Numerose sono le nuove proposte attributive su Pacecco De Rosa e mi soffermo solo su quelle non contenute nella mia monografia sull’artista (consultabile anche sul web Pacecco De Rosa opera completa). Cominciamo da una S. Lucia condotta al martirio (fig 05) del museo di Gand, per passare poi ad un San Giovanni Battista (fig 06) di qualità molto bassa, conservato a Malta nel museo della capitale La Valletta. Molto interessante è la Salomè che presenta ad Erode la testa del Battista (fig 07) della pinacoteca Parmigiani a Bedonia, mentre dubbia a mio parere è l’attribuzione dello Orfeo (fig 08) del museo di Besancon, eseguito in collaborazione con un ignoto animalista nordico nel secondo trentennio del Seicento.
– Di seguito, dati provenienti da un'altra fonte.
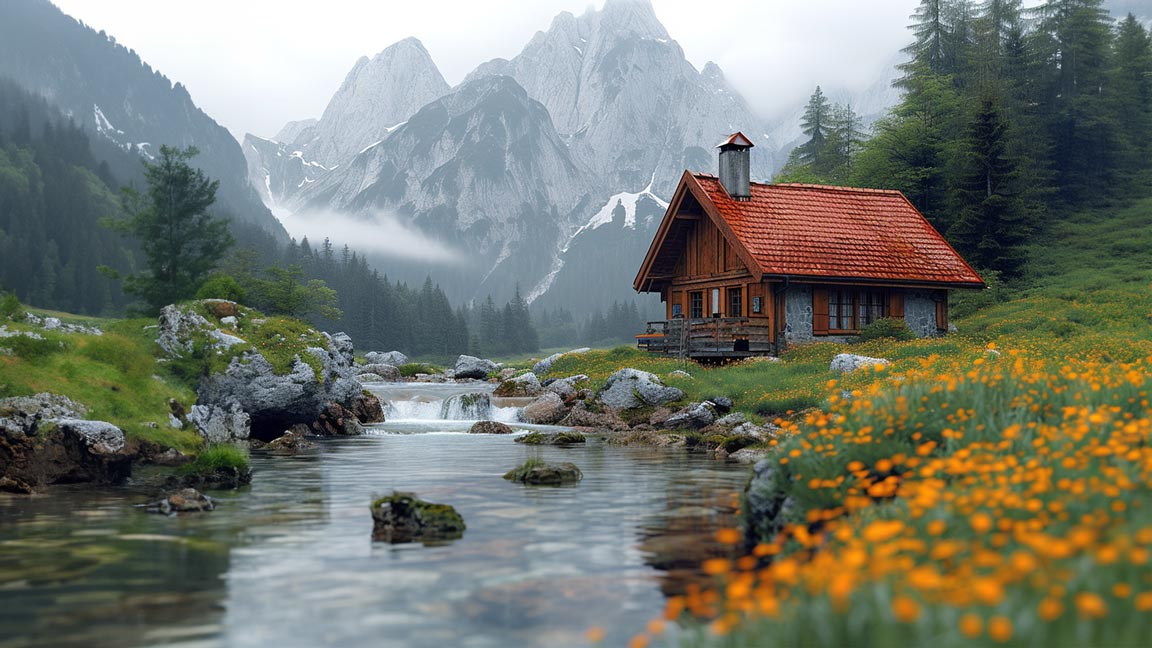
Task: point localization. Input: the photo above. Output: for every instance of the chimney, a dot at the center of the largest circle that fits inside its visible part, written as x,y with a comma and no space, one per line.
734,166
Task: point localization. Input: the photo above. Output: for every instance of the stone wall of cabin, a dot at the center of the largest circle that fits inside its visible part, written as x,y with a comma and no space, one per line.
919,315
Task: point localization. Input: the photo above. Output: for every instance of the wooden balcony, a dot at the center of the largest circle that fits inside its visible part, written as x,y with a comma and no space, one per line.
711,338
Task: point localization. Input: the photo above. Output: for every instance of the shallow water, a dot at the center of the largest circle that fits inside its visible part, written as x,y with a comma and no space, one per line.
289,560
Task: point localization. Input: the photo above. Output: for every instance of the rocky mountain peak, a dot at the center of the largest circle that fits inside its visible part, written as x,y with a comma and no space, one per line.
377,95
636,17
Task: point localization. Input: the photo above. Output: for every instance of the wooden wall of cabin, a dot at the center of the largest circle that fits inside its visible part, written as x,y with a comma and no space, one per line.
711,266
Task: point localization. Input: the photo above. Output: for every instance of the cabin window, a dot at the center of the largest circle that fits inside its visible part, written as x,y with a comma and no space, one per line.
840,310
735,302
872,307
696,304
850,310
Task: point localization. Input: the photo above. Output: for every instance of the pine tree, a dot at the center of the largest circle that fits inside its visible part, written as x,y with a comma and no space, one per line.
815,125
180,240
1130,92
991,225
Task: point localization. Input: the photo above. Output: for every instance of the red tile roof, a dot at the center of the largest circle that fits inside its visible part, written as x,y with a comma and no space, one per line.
838,232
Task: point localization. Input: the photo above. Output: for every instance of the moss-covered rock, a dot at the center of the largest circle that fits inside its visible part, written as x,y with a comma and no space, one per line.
555,438
401,517
536,472
490,428
221,466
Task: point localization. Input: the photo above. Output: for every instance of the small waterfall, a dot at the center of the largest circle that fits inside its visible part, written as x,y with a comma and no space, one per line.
409,401
475,406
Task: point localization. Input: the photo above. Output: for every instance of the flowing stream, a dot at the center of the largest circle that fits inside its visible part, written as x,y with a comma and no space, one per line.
289,560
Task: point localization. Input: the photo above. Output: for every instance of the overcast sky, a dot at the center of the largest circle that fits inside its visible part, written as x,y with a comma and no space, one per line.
254,65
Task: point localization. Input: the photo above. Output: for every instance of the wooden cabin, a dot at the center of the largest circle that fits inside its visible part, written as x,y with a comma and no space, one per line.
747,269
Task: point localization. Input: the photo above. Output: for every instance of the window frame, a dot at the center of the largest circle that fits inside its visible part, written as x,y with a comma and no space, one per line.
864,307
736,306
696,304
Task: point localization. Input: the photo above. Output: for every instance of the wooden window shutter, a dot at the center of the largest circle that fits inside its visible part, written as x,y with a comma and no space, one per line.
819,311
942,315
896,304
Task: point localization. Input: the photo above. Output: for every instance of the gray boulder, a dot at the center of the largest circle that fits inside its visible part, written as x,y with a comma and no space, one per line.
732,420
38,447
545,411
25,411
179,328
748,456
98,436
767,505
220,424
387,371
470,367
847,362
567,387
342,344
696,416
631,387
545,366
393,358
336,421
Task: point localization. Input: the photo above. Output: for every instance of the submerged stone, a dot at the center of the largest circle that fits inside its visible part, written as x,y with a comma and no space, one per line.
535,472
401,517
490,428
184,500
555,438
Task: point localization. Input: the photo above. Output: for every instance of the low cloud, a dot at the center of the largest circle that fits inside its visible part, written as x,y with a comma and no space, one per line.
380,233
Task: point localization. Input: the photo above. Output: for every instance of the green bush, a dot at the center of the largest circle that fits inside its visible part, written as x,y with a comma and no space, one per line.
220,286
887,328
215,458
10,307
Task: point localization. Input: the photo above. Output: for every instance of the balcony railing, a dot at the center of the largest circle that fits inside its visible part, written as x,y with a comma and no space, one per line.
710,337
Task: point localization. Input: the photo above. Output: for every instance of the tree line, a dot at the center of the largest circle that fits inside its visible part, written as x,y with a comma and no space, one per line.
1008,115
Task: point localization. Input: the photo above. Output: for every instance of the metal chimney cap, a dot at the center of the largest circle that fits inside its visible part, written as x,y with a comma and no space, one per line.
737,141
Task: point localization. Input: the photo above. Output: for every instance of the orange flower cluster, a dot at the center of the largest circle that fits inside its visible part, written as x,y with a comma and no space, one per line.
972,500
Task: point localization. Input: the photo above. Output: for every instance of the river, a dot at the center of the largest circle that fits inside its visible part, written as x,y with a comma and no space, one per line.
289,560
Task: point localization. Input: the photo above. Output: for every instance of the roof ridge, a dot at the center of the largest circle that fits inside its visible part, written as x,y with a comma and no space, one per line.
810,186
833,188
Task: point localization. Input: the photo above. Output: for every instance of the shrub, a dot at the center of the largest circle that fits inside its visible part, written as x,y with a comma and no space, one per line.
10,307
220,286
215,458
887,328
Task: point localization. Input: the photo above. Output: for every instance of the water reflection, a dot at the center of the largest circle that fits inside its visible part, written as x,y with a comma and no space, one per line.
292,562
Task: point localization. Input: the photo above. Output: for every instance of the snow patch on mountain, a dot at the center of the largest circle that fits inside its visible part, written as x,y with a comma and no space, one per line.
626,200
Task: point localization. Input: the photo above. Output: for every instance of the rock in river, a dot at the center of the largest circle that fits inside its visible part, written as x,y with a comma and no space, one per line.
401,517
490,428
535,472
631,387
184,500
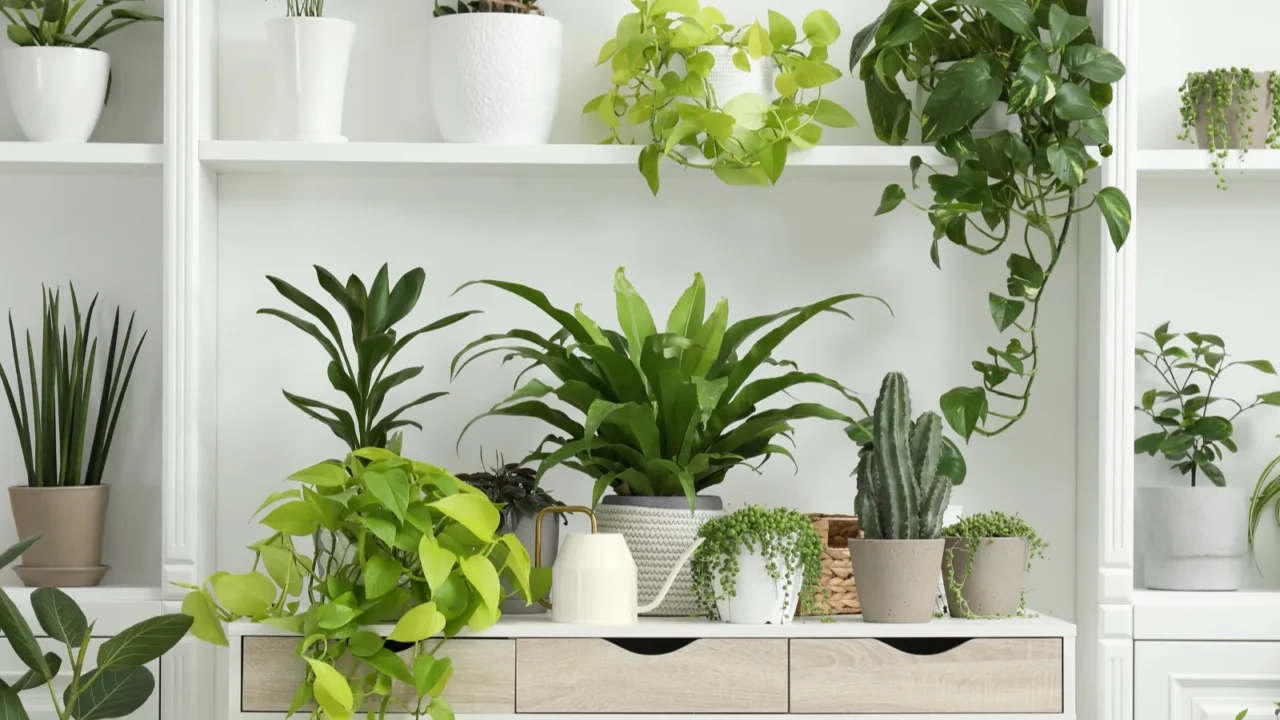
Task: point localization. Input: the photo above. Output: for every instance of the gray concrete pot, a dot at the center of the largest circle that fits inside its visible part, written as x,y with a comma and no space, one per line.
897,580
1196,537
995,583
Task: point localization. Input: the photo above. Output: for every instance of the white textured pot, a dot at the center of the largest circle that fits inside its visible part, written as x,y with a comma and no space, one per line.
311,57
1196,537
496,77
56,92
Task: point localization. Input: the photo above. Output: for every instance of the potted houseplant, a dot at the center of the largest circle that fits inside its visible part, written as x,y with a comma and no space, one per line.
496,71
58,80
755,565
983,564
1230,109
118,686
1197,532
901,499
513,488
311,55
663,417
64,499
707,95
1045,63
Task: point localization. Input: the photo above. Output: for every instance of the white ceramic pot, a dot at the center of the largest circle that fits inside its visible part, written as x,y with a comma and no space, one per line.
311,57
56,92
496,77
1196,537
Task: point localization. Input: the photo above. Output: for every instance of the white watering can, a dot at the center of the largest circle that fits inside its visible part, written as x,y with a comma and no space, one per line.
594,575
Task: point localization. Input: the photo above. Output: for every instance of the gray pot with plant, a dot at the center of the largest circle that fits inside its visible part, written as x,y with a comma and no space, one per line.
905,474
1196,534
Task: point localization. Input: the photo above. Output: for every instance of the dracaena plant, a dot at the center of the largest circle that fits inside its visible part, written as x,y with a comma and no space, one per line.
364,379
1025,186
661,413
378,538
117,686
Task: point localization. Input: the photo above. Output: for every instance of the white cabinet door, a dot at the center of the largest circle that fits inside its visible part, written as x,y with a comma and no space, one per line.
1206,680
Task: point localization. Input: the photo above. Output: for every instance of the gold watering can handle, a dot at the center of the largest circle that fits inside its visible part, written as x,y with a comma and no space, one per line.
538,534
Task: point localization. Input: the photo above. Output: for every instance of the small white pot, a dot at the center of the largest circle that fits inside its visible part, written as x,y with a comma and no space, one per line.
56,92
1196,537
311,57
496,77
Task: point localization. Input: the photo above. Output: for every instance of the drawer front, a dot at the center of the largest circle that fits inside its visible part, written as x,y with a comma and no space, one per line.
650,675
483,682
978,675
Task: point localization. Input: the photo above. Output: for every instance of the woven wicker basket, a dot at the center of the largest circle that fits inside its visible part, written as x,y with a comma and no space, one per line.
837,592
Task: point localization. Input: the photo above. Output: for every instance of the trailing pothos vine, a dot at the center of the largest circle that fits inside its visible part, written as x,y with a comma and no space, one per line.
1024,186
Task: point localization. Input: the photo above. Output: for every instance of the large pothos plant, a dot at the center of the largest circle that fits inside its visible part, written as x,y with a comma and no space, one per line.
1015,192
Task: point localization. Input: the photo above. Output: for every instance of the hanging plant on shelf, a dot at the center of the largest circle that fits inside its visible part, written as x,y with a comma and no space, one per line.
1042,62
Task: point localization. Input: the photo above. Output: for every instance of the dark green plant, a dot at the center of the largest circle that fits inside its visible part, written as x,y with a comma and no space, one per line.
118,686
1041,58
782,536
662,414
51,434
365,381
1191,434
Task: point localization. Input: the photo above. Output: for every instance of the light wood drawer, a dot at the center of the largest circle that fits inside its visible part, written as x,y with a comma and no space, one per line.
650,675
484,675
927,675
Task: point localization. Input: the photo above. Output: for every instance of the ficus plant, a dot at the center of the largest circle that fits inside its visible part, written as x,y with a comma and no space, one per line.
661,86
364,379
1194,424
396,542
1024,185
657,413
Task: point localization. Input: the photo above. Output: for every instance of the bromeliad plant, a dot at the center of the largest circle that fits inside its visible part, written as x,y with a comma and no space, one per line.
396,541
51,434
1191,434
1042,59
373,313
118,686
662,414
661,78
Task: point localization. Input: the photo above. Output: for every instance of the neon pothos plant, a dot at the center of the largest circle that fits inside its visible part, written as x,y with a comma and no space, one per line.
1027,185
397,541
661,413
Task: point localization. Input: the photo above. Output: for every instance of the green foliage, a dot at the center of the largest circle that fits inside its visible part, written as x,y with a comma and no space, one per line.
117,687
1189,433
373,313
662,413
1041,58
906,469
396,541
781,534
51,432
56,23
659,78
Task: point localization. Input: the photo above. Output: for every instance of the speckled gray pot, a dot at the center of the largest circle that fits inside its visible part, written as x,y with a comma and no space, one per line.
897,580
995,584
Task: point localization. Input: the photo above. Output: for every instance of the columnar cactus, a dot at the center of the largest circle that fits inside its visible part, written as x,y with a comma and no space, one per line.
900,492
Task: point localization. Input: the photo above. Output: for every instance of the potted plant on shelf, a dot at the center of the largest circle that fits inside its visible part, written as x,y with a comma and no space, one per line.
58,80
1230,109
1027,185
707,95
311,55
757,565
983,564
664,415
1196,533
64,499
496,71
903,493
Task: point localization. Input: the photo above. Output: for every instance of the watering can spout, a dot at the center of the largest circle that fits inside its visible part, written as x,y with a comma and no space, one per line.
671,578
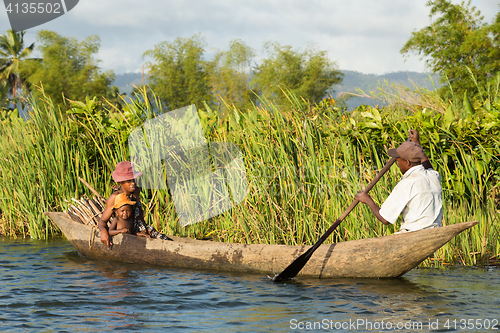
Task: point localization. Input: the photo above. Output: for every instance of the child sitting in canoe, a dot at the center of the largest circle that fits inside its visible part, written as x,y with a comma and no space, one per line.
123,223
125,176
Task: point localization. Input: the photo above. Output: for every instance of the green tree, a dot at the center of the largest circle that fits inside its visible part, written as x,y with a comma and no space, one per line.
310,74
68,69
12,55
458,45
231,75
179,75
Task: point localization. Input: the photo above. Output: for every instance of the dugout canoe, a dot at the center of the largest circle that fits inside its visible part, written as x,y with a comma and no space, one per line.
382,257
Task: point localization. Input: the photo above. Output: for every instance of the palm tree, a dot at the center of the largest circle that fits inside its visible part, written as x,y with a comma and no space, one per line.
12,53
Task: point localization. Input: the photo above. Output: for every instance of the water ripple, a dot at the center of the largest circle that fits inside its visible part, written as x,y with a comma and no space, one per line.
48,286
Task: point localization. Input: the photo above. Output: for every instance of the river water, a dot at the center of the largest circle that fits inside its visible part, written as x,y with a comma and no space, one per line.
49,287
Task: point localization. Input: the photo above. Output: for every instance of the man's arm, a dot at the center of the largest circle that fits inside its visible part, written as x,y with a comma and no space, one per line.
366,199
415,137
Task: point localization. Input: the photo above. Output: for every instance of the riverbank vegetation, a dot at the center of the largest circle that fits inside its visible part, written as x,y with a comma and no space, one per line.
304,164
305,156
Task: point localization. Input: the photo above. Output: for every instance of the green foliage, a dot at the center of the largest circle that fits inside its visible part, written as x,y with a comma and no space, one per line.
68,69
231,75
459,46
178,74
12,55
303,168
309,74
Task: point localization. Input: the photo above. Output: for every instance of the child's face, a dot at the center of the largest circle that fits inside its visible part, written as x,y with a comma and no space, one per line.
124,212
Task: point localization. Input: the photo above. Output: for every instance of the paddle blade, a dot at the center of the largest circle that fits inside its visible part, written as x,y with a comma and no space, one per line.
294,268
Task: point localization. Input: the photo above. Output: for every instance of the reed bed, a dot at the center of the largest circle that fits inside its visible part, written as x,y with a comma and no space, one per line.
304,165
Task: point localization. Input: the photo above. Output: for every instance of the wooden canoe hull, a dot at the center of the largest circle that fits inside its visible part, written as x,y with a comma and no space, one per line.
382,257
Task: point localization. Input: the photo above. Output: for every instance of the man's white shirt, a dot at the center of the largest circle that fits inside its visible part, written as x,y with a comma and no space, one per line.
418,197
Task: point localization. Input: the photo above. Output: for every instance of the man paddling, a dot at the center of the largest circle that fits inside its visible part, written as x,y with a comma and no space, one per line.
418,195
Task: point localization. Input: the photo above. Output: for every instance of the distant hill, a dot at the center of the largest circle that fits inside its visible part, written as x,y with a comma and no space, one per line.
367,82
352,80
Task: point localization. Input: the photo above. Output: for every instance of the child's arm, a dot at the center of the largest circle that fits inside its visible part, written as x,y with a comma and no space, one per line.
112,228
118,231
143,234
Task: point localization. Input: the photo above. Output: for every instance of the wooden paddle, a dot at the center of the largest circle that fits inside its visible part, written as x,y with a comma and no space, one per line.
294,268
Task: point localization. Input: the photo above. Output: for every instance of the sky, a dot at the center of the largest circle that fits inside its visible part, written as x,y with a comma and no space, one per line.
359,35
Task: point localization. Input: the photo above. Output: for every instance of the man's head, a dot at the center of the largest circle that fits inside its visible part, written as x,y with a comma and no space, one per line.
409,154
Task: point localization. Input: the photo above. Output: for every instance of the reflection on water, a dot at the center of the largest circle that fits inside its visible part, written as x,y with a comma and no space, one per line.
49,286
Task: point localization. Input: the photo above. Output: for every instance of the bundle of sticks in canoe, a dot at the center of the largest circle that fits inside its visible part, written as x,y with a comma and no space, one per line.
86,211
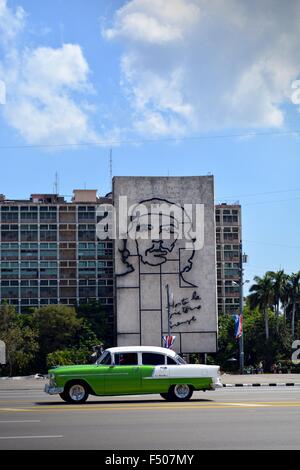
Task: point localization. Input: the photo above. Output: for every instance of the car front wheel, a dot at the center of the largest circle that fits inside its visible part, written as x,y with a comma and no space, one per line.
75,393
180,392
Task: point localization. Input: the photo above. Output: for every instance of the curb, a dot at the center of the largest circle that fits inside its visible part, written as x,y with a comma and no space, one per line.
292,384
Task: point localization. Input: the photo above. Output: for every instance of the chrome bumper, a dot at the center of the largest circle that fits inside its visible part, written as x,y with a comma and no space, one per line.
53,390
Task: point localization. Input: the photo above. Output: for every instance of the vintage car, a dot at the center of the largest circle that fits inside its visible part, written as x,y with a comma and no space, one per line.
133,370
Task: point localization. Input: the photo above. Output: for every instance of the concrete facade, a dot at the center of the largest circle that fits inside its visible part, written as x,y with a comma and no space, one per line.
145,264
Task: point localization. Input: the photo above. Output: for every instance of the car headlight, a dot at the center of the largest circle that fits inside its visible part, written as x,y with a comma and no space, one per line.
52,380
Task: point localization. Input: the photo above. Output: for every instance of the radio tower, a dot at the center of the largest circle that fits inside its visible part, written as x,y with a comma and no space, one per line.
56,184
110,166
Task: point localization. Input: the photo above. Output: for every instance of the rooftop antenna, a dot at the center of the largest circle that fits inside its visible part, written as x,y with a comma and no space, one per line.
56,184
110,165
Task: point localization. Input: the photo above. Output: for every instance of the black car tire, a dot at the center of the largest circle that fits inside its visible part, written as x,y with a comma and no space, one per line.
75,392
180,392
Rimanendo nell’ambito di artisti da me trattati in monografie, del Marullo(consultabile anche sul web Giuseppe Marullo opera completa) finalmente possiamo vedere la foto completa della splendida Rachele col suo gregge (fig 09) già in collezione Garzilli a Solofra, datata 1678 e della quale avevo illustrato la parte centrale con una foto a colori fornitami dall’amico Pinto, il primo indagatore dello artista atellano.
Di Onofrio Palumbo, un artista oggetto da tempo dell’interesse del Causa, viene proposto un dipinto molto interessante, un Bodegon con figura (fig 10) di ubicazione ignota, eseguito in collaborazione con Giovan Battista Recco.
La massima attenzione viene poi dedicata ad Antonio De Bellis al quale è dedicato un intero capitolo con l’originale appellativo di terzo fuochista ed una serie di nuove e calzanti attribuzioni da un Noè ebbro (fig 11) di collezione privata, segnato dal patognomonico scorcio di panorama con il cielo imbronciato, che ritroviamo in tante sue realizzazioni ad un Ritrovamento di Mosè (fig 12) della National Gallery di Londra, di chiara derivazione lanfranchiana. Seguono una S. Cecilia (fig 13) del museo di Grenoble, variamente attribuita negli anni ed un San Sebastiano curato dalle pie donne (fig 14) del museo di Louviers in Francia. E per finire una splendida S. Lucia (fig 15) ed una Pietà (fig 16), entrambe di collezione privata.
La straordinaria carrellata si conclude nel nome del Vaccaro in attesa della promessa monografia con una languida S. Lucia (fig 17) ed un Martirio di San Lorenzo (fig 18) entrambi ad ubicazione sconosciuta, uno sfarzoso Trionfo di Davide (fig 19) di collezione privata, che non ha niente da invidiare rispetto al gemello di Capodimonte ed una Madonna del Rosario (fig 20) elegante e monumentale, di proprietà dell’autore.